Use the snippet below to choose rows from index 0 to index 2. As a result, the rows following index 2 are dropped.
import pandas as pd
Data = {"pd_name":["CPU","Mouse", "Monitor","CPU","Keyboard","Speakers", pd.NaT],
"Unit__Price":[5000.235, 10000.550, 500, 10000.550, 200, 250.50, None],
"Units_No":[5, 20, 5, 20, 10, 8,pd.NaT],
"Avl_Quantity":[7, 10,"Not Available", 8,"Not Available", pd.NaT,pd.NaT],
"Avl_Since_Date":['4/23/2021','11/5/2021','09/18/2021','08/21/2021','09/18/2021','01/05/2021', pd.NaT]
}
df = pd.DataFrame(Data)
df = df.iloc[:2]
print(df)
The number 2 in this code chooses all rows up to index 2.
This is how you may remove every row that comes after a certain index.
The data in the dataframe will look like this once the rows following index 2 have been removed:
pd_name Unit__Price Units_No Avl_Quantity Avl_Since_Date
0 CPU 5000.235 5 7 4/23/2021
1 Mouse 10000.550 20 10 11/5/2021
Rows after a particular index may be removed in this manner.
You'll then discover how to remove rows with conditions.

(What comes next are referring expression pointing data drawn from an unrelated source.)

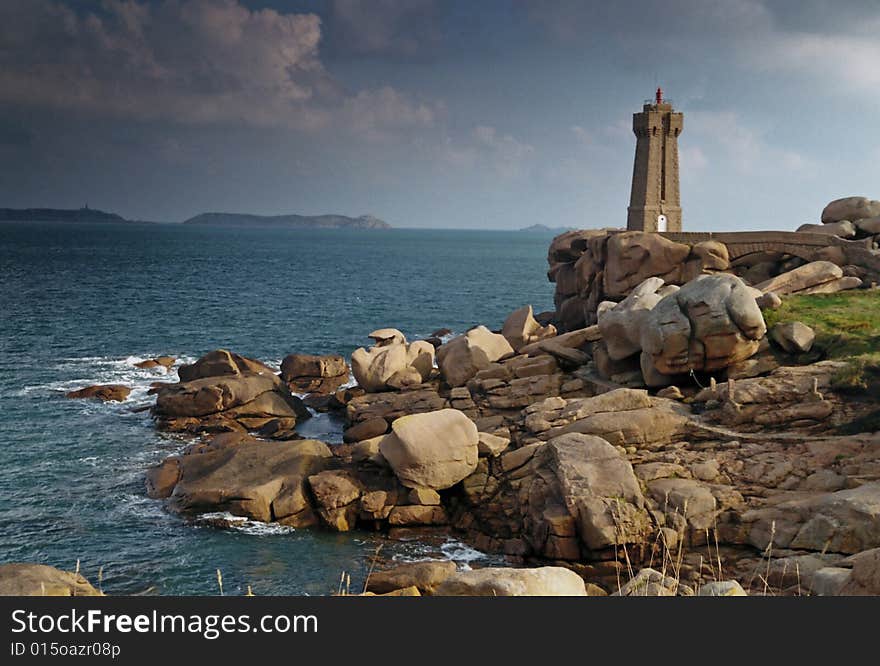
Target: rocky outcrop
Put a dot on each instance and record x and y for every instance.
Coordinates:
(841, 229)
(590, 267)
(788, 395)
(635, 256)
(623, 417)
(236, 398)
(845, 521)
(802, 279)
(507, 582)
(521, 328)
(864, 579)
(794, 337)
(262, 481)
(621, 324)
(392, 405)
(425, 576)
(463, 356)
(39, 580)
(434, 450)
(103, 392)
(219, 363)
(850, 208)
(392, 363)
(306, 373)
(166, 362)
(561, 500)
(706, 325)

How to Drop Rows in Pandas with Multiple Conditions
The dataframe's rows can be deleted based on predetermined criteria.
Rows with column values larger than X and smaller than Y, for instance, can be dropped.
When you want to generate a dataset that avoids columns with particular values, this might be helpful.

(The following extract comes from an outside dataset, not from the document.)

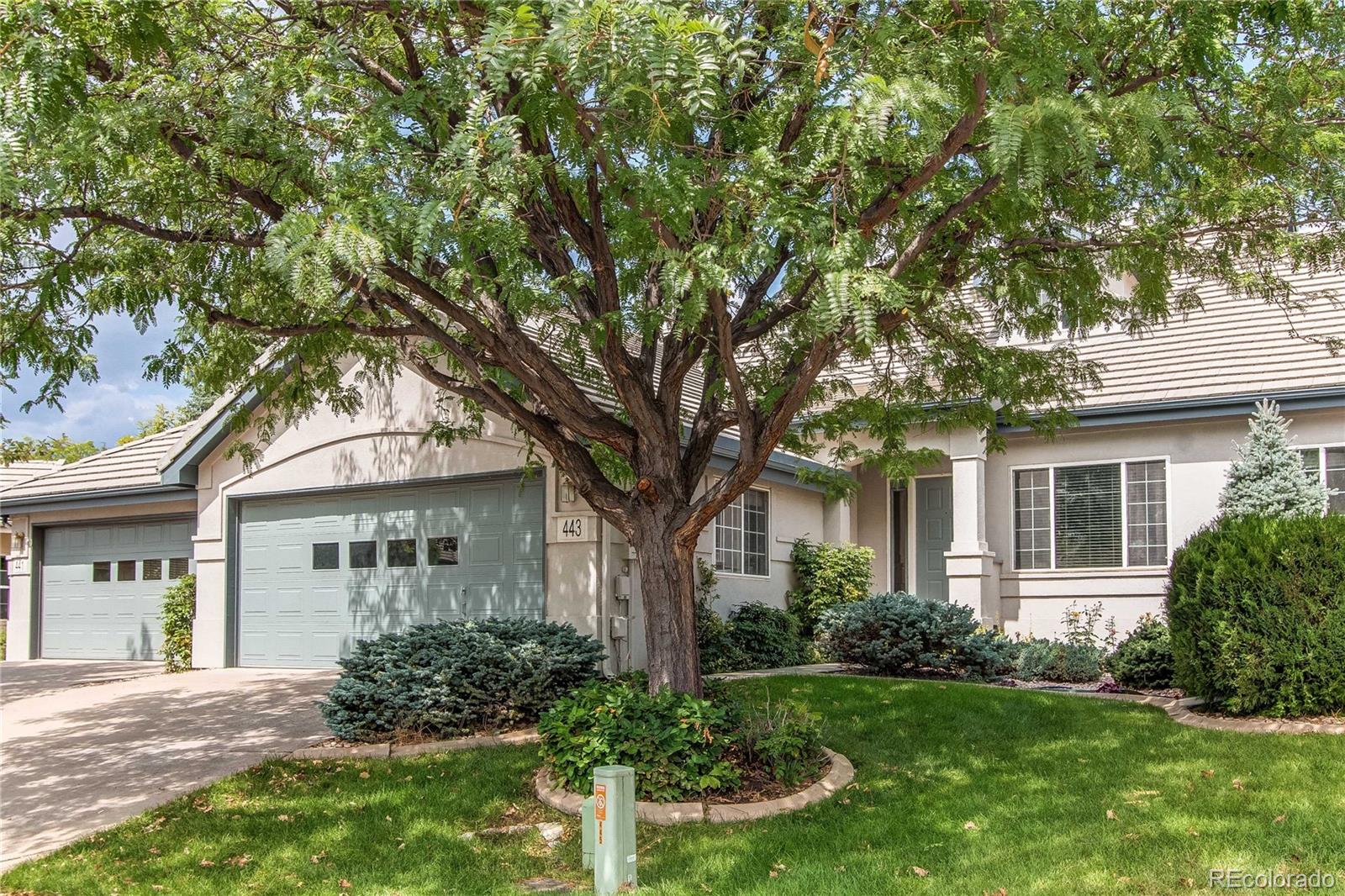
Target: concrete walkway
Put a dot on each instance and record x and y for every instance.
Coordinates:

Select the index of the rows that satisfy the required requirement and send that index to the drop() function to remove the rows based on the specified conditions.
import pandas as pd
Data = {"pd_name":["CPU","Mouse", "Monitor","CPU","Keyboard","Speakers", pd.NaT],
"Unit__Price":[5000.235, 10000.550, 500, 10000.550, 200, 250.50, None],
"Units_No":[5, 20, 5, 20, 10, 8,pd.NaT],
"Avl_Quantity":[7, 10,"Not Available", 8,"Not Available", pd.NaT,pd.NaT],
"Avl_Since_Date":['4/23/2021','11/5/2021','09/18/2021','08/21/2021','09/18/2021','01/05/2021', pd.NaT]
}
df = pd.DataFrame(Data)
df.drop(df[(df['Unit__Price'] >400) & (df['Unit__Price'] < 600)].index, inplace=True)
print(df)
The code here
- The criteria to remove the rows are (df ['Unit Price'] > 400) and (df ['Unit Price'] < 600).

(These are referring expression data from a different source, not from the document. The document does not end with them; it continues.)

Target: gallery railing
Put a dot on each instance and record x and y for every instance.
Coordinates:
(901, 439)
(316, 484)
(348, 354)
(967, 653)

- The index of rows that satisfy the criterion is chosen by df[].index.
- Instead of generating a new dataframe, inplace=True conducts the drop operation within the current dataframe.
The following information will be in the dataframe after the rows with the condition that the unit price larger than 400 and less than 600 have been removed:
pd_name Unit__Price Units_No Avl_Quantity Avl_Since_Date
0 CPU 5000.235 5 7 4/23/2021
1 Mouse 10000.550 20 10 11/5/2021
3 CPU 10000.550 20 8 08/21/2021
4 Keyboard 200.000 10 Not Available 09/18/2021
6 NaT NaN NaT NaT NaT
This is how you can use specific conditions to remove rows from the dataframe.
Conclusion
In conclusion, you now understand what the drop() function in a Pandas dataframe does. Additionally, you have observed the labeling of the dataframe's rows and columns. Finally, you have learned how to drop rows depending on conditions, a range of indices, and indices.